My daughter has been horseback riding on the weekends for years now. I love that she loves it, I love the way she excels at it.  I love that it’s an outdoor activity in a digital, indoor age.  The barns are interesting places and the people who hang out in barns are very different from the people I’m ordinarily around, so that’s very stimulating.  And, of course, the horses are gorgeous.
But I really just didn’t get the whole horse thing.  My daughter would talk about the horses while we were at the barn and continue talking about them during the week.  There was lots of personification going my mind, anyway.  “Dusty worries about the jumps when they’re in different locations than usual.  That’s why he kept trying to look at them as we were cantering around the ring. I had to really make sure he was looking straight ahead,” she’d say.  And I’d nod and ask more about Dusty’s proclivities and his outlook on the world, and think, “What a creative child I have!”  Because I’d look at Dusty, the largest horse in the barn, and all I got out of it was… “My Lord, what a massive animal that is.”  And hope she always stayed on the horse.

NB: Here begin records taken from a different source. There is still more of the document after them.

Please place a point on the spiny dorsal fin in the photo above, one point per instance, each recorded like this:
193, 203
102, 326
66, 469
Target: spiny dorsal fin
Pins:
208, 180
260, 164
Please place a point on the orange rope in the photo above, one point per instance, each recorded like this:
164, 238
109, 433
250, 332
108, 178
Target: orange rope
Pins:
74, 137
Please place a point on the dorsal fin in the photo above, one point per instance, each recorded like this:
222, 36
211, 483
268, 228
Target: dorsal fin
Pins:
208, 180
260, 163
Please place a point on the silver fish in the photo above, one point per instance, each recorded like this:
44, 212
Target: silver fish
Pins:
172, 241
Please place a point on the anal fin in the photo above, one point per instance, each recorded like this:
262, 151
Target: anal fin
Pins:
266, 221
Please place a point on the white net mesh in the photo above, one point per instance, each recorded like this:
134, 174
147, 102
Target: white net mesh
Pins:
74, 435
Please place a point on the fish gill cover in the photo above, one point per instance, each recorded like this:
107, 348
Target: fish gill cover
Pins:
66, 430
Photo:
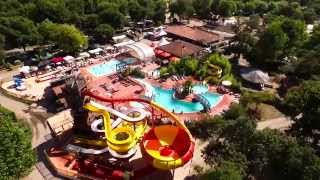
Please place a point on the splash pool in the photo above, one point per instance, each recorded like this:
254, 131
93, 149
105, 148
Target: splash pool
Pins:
200, 89
109, 67
104, 69
165, 98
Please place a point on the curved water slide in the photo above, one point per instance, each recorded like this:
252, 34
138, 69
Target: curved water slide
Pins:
131, 131
165, 146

I’m perfectly capable of telling people what’s on my dog’s mind and my cats’ minds, but I couldn’t get into the horses’ heads at all.  Until my daughter started riding Sweet Pea a month or so ago.  That was when I started getting into horses.
Sweet Pea was curious.  My daughter would be trying to tack her up and the horse would hear someone coming and crane her head to peer around and see who was there with this intelligent, interested, curious look on her face.  She attentively watches  the pasture, when she has a view to it, to spy on her horse buddies.  Actually, I guess Sweet Pea is more nosy than curious.  

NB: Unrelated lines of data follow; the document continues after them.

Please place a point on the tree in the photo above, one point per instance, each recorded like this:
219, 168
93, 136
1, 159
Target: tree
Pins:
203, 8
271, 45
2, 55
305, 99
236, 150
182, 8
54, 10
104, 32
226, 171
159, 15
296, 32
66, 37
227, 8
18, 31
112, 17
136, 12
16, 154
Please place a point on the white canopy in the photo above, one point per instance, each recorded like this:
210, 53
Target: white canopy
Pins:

With characters, we’re doing the same thing.  We’re trying to find some way for readers to connect with them.  How can we bring them to life, especially if they only have a minor role in a book (protagonists, hopefully, we’ve got nailed).  How do we keep our book’s characters from becoming just another horse in the stable?

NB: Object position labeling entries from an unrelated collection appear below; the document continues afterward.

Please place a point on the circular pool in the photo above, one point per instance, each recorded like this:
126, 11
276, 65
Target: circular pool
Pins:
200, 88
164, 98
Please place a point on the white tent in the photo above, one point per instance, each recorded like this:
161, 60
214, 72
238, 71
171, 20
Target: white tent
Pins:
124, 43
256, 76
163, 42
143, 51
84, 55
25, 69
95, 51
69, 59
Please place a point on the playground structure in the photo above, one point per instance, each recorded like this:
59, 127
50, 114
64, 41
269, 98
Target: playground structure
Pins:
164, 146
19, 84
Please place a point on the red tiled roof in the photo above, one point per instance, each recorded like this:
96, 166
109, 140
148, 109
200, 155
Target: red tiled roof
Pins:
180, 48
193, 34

I like to start out simple and then build from there…maybe even in the edits if I don’t have the character fully-developed as I’m writing him.  Having something small to build around…like Sweet Pea’s nosiness…is helpful when you’re starting out on a new book.
At this point and after over a dozen books, I look for ways to keep characters and plots fresh.  I know writers who’ve written upwards of sixty or eighty books and I marvel at their ability to keep their books from getting stale or exploring the same types of characters or subject matter.  Sometimes when I’m brainstorming, it’s almost as though my brain is trying to follow on the same course…I’ll immediately come up with something I’ve done before (even if it’s a few books ago) and dig deeper.
Sometimes, I need a prompt.   Get me started with a direction that’s different from the well-worn track I’m trying to steer down again.  At that point, going to a site like the Inspiration for Writers site, can help to just jumpstart your own process.  There are lists of character traits there that can just help get your imagination in gear.  The site Read, Write, Think , a resource for teachers, also has a nice sample list.
Sometimes I’ll go on sites like Pinterest…and be careful there, because that place is a major time-suck. Set a timer.  But you can see so many pictures of different types of people there that it can help break you out of any particular pattern that your brain is bent on repeating. People's appearances in the pictures suggest different types of personalities.
My standby is ‘collecting people’ out in public.  Just being at the library gives you the opportunity to see many different types of people—and attitude and personality tends to show itself easily, even to casual observers (especially after you do this kind of collecting through the years).
Most of us have written amalgams of different people we know—family, friends, co-workers, acquaintances.  After a while, though, unless we get out and meet more people, we’ll have run through all the folks we know.  At least…I have. :)  I didn’t know that many people, even starting out. But making amalgams can be helpful for a while.
You can also twist it around and build a character from what they want most.  Because sometimes, what someone wants most suggests certain traits about them.  If what someone wants most is money, for instance…it's easy to dream up particular traits for them.  What if it’s respect, power, love, friendship, shelter, faith?
What if you dump a bunch of challenges/problems on some of these characters?  How they react to that and deal with it will indicate some of their traits…traits that can also be shown in other parts of their life and relationships with others in the story.
So…lots of different ways of doing this.  And this is just getting us started…the next drafts we can add to the skeleton first draft and fill them out even more.  The whole point is just to make the characters stand out from each other to readers and make it more likely that readers will foster connections with them and relate to them and just plain get them like I finally got Sweet Pea.
How do you set your characters apart from each other and provide them with unique traits and personalities?